> I saw a number of posts on this list earlier indicating that Bayesian
> filter learning and/or application of learned information wasn't working
> properly if the Bayesian analysis data were stored in a MySQL database


> What's the status of this bug, if it is one, or if it's a
> misconfiguration issue, what should I know to avoid it?


I am using Bayes with MySQL for about 2 years and I found it working
perfectly. I experienced no bugs. In comparison, my previous
configuration with the default db files was not working well at all.

I installed according to the manual.
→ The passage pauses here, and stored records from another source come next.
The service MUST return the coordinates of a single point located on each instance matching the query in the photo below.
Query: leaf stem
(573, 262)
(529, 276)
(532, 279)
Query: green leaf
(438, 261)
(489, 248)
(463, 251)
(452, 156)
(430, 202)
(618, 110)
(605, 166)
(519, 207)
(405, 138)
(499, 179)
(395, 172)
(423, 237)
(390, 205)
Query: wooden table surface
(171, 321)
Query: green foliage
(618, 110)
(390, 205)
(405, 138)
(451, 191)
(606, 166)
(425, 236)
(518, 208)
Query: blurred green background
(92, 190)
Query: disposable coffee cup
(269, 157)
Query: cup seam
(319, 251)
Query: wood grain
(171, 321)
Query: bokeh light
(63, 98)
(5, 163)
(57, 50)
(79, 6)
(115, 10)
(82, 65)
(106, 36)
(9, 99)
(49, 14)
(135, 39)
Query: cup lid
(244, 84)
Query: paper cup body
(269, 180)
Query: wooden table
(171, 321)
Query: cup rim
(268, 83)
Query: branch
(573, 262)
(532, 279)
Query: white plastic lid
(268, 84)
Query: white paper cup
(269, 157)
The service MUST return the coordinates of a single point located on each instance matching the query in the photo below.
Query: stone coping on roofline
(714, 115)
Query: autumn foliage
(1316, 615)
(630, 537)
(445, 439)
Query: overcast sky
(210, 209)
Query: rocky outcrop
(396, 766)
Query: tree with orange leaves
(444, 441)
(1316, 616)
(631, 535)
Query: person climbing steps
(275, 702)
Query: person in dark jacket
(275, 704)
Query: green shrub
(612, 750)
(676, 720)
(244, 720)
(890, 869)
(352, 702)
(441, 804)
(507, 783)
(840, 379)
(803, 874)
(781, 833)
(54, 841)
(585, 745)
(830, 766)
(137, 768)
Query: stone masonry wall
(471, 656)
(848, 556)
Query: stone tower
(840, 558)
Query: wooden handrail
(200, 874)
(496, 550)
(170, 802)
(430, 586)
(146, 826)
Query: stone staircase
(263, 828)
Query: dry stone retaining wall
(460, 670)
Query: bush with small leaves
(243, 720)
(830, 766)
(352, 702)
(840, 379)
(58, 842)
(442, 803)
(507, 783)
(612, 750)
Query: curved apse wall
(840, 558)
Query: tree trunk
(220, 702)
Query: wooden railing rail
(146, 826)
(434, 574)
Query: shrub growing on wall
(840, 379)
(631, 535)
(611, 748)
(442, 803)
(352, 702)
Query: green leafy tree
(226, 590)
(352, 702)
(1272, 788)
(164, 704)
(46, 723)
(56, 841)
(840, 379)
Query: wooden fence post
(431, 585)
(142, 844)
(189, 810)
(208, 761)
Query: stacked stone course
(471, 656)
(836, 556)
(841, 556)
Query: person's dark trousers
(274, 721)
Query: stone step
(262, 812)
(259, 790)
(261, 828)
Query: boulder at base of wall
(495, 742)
It is not a big server (about 15
users), so I use a global database with a fixed user.
My bayes-related and awl-related configuration from local.cf:

bayes_expiry_max_db_size 500000
bayes_sql_override_username mail
bayes_store_module Mail::SpamAssassin::BayesStore::MySQL
bayes_sql_dsn DBI:mysql:sa:my-server-name.domain.com
bayes_sql_username
bayes_sql_password

bayes_ignore_header X-Account-Key
bayes_ignore_header X-UIDL
bayes_ignore_header X-Mozilla-Status
bayes_ignore_header X-Mozilla-Status2
bayes_ignore_header X-Spam-Flag
bayes_ignore_header X-Spam-Status

use_auto_whitelist 1
user_awl_sql_override_username mail
auto_whitelist_factory Mail::SpamAssassin::SQLBasedAddrList
user_awl_dsn DBI:mysql:sa:my-server.name.domain.com
user_awl_sql_username
user_awl_sql_password
user_awl_sql_table awl

My bayes and awl tables were created according to the manual, but I
added a timestamp column to the awl table and to the bayes_seen table to
be able to expire them by date.

Additionally, I added a feature to learn from "spam" and "nonspam" imap
folders, where I manually copy spam or ham that was not already auto-learnt.
I didn't change anything with the default scores: 5 is still the spam
threshold and 3.5 is still the bayes_99 score when used together with
network tests.

An interesting observation: The spam messages that contain half spam and
half mumbo-jumbo of unrelated random text that should probably irritate
bayes filters, score in fact almost always bayes_99. I can only imagine
that the additional random text is not really random but taken from a
fixed library that is not very big and not changed very often.

Alex